Cureus. 2025 Jun 16;17(6):e86134. doi: 10.7759/cureus.86134. eCollection 2025 Jun.
Giant cell arteritis (GCA), a vasculitis of medium- and large-sized arteries, frequently manifests with symptoms such as headaches, soreness in the scalp, and vision abnormalities. Pyrexia is an uncommon symptom and can cause a delay in diagnosis. We describe a 76-year-old woman of Chinese ethnicity who did not exhibit the typical clinical signs of GCA but instead presented with a generalized lethargy, nausea, dizziness, and a persistent fever. Numerous tests, including autoimmune, neoplastic, and viral workups, came up negative. Pyrexia did not settle despite using broad-spectrum antibiotics. A temporal artery Doppler ultrasound was performed to assess the condition further, as inflammatory markers (erythrocyte sedimentation rate, ESR, and C-reactive protein) remained high. The ultrasound Doppler results showed bilateral halo signs that are very specific for GCA. Upon starting corticosteroid treatment, there was a rapid improvement in fever and ESR. This case underscores the importance of considering GCA as a differential diagnosis for pyrexia of unknown origin, particularly in the elderly. It highlights the utility of temporal artery ultrasound in facilitating timely diagnosis in atypical cases.

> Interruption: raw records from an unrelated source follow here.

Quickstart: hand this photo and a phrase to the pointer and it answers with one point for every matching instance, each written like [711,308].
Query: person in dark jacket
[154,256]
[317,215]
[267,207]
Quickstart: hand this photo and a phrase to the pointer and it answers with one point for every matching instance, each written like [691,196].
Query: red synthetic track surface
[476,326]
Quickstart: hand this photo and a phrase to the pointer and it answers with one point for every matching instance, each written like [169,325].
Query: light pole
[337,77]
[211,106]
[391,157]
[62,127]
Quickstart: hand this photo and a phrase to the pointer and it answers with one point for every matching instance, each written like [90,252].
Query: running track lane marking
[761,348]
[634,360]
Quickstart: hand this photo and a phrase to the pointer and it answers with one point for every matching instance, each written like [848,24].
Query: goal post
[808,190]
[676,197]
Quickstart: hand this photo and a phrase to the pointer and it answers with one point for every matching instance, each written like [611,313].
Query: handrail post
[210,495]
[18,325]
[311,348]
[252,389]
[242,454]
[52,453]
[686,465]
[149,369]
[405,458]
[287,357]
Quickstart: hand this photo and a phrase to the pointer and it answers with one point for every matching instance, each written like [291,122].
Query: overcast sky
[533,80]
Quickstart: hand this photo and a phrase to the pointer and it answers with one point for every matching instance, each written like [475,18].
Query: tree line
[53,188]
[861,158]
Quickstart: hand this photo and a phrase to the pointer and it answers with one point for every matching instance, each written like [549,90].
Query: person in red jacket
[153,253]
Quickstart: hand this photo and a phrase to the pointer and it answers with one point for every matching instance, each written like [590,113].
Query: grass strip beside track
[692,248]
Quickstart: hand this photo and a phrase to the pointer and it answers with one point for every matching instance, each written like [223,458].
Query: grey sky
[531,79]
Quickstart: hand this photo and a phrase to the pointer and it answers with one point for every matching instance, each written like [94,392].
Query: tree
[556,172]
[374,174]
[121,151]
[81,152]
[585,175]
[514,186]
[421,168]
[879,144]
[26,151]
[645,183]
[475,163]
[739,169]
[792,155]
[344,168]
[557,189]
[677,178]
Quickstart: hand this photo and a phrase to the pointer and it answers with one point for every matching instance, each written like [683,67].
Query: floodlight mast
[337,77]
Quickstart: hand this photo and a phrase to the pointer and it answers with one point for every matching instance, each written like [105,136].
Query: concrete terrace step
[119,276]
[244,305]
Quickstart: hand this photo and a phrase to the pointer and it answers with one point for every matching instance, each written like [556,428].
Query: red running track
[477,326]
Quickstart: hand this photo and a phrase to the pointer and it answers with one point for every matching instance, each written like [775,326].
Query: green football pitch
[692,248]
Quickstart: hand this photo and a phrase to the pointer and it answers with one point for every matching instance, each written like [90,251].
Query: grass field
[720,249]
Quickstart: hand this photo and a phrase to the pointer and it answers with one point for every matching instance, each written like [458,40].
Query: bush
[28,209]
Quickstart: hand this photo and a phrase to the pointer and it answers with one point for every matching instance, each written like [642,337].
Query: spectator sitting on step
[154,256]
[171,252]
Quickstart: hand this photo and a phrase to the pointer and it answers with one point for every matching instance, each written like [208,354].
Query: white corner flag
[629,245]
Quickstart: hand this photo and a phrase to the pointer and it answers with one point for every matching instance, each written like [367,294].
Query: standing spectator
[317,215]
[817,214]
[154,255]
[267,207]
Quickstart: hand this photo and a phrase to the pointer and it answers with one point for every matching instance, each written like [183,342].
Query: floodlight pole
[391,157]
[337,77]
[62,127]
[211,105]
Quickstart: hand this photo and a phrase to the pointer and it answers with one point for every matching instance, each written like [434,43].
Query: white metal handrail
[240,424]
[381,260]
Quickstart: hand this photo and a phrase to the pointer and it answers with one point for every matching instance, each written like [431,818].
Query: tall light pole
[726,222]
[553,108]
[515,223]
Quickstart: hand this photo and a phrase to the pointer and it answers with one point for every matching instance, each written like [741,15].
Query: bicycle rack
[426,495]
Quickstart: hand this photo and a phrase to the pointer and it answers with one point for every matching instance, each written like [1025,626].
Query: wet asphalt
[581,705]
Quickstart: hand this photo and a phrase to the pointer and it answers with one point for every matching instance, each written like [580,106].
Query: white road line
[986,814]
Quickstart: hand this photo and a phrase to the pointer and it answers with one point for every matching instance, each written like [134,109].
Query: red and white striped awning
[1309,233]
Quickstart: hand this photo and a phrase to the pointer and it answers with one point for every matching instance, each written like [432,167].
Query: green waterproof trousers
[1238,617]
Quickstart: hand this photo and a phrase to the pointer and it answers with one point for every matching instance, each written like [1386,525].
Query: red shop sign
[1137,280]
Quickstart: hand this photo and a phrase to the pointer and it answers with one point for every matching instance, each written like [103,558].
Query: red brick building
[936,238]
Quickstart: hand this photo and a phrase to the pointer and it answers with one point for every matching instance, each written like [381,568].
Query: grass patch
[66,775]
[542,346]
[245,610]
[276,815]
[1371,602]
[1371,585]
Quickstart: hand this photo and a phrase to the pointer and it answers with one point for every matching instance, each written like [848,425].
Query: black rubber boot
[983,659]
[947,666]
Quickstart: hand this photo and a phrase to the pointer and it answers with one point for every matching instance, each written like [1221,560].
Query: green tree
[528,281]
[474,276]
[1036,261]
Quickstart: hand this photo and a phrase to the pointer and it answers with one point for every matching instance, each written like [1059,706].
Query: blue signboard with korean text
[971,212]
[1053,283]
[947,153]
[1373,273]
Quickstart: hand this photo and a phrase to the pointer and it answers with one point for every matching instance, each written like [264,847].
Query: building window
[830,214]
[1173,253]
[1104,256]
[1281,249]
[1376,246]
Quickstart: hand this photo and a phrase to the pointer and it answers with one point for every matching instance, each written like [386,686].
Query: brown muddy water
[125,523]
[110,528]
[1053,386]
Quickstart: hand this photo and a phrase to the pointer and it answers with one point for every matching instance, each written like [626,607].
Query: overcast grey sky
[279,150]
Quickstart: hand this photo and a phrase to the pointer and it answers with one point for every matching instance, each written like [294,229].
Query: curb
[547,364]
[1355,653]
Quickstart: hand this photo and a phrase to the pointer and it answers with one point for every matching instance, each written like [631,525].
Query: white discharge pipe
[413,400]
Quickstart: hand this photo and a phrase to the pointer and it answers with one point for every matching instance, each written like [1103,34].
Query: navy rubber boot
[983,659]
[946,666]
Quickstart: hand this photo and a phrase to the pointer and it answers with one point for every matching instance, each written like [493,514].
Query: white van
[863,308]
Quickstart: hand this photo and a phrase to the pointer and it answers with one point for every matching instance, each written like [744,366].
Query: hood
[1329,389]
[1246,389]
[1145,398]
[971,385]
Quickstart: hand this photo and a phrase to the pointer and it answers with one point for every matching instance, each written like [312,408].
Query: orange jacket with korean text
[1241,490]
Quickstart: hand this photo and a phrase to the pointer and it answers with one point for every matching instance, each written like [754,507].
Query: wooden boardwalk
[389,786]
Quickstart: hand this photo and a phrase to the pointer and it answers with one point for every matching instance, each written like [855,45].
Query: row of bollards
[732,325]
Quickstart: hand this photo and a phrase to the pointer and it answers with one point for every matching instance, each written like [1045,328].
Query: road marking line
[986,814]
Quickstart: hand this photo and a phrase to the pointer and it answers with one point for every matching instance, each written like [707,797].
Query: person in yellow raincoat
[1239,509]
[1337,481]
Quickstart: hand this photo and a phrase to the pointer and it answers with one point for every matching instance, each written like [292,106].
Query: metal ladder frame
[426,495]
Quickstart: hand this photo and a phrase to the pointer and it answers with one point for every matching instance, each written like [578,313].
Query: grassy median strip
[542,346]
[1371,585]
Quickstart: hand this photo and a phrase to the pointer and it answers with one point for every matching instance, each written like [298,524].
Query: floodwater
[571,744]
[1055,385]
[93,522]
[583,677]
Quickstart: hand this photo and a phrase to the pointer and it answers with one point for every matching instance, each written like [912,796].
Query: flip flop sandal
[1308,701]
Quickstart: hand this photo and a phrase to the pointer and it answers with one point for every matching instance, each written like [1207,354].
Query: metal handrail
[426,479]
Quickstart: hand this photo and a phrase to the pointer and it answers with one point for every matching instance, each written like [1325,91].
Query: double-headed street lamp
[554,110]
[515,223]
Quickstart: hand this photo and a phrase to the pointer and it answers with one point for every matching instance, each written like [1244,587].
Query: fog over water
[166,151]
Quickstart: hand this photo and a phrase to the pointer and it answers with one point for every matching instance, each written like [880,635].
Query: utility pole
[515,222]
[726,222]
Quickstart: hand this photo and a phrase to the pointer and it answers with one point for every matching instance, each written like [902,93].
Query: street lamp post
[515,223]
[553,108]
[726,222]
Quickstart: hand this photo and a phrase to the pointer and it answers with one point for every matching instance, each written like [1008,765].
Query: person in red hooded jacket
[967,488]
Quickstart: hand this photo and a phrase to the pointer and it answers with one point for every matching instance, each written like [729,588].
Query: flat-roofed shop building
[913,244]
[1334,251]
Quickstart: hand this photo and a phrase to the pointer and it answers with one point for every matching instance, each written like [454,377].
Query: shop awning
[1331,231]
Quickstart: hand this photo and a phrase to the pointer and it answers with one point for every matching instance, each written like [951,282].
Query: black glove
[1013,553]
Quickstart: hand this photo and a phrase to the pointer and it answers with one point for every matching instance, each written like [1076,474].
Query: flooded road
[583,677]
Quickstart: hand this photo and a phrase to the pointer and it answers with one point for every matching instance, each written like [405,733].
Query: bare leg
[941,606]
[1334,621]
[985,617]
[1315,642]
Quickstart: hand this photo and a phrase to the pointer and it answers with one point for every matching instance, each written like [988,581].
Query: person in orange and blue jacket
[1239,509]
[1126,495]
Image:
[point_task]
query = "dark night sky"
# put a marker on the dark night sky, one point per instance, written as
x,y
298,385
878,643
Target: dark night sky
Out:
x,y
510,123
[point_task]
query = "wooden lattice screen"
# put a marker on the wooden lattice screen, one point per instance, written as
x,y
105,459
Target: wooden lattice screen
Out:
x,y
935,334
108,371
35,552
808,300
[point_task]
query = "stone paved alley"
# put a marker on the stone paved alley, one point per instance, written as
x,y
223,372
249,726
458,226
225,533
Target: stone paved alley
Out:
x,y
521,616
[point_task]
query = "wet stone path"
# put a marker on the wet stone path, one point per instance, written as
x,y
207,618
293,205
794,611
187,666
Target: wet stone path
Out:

巨细胞动脉炎(GCA)是一种中大型动脉的血管炎,常表现为头痛、头皮酸痛和视力异常等症状。发热是一种不常见的症状,可能导致诊断延迟。我们描述了一位76岁的华裔女性,她没有表现出GCA的典型临床体征,而是出现了全身乏力、恶心、头晕和持续发热。包括自身免疫、肿瘤和病毒检查在内的多项检查结果均为阴性。尽管使用了广谱抗生素,发热仍未消退。由于炎症指标(红细胞沉降率、ESR和C反应蛋白)仍然很高,因此进行了颞动脉多普勒超声检查以进一步评估病情。超声多普勒结果显示双侧晕征,这对GCA具有高度特异性。开始使用皮质类固醇治疗后,发热和ESR迅速改善。该病例强调了将GCA作为不明原因发热的鉴别诊断的重要性,尤其是在老年人中。它突出了颞动脉超声在非典型病例中促进及时诊断的作用。